# Receipt Analyzer

When I moved to Australia in 2023, I became curious about the cost of groceries here. To satisfy my curiosity, I collected various receipts from different supermarkets and grocery stores. I decided to set up this notebook to automatically analyze photos of these receipts. The main purpose is to understand how much I am spending on each category of groceries and to compare the prices of different items across various supermarkets. This analysis helps in budgeting and identifying the most cost-effective stores for different types of groceries.

For this project, I followed these steps:

1. **Improve Photo Quality**
    - Enhance the quality of receipt images to improve the accuracy of text extraction using OCR (Optical Character Recognition).
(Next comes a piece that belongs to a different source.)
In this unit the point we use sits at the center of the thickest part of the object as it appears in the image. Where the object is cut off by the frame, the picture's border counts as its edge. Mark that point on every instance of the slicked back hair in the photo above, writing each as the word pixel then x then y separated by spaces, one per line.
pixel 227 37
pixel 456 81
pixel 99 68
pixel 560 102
2. **Extract Text from Images Using Tesseract**
    - Use Tesseract, an open-source OCR tool, to extract text from receipt images. 

    **Installation Instructions:**
    - Install Tesseract on your machine. You can download it from [Tesseract OCR](https://github.com/tesseract-ocr/tesseract).
    - For Windows, download the executable installer and follow the installation instructions.
    - For macOS, use Homebrew: `brew install tesseract`.
    - For Linux, use the package manager: `sudo apt-get install tesseract-ocr`.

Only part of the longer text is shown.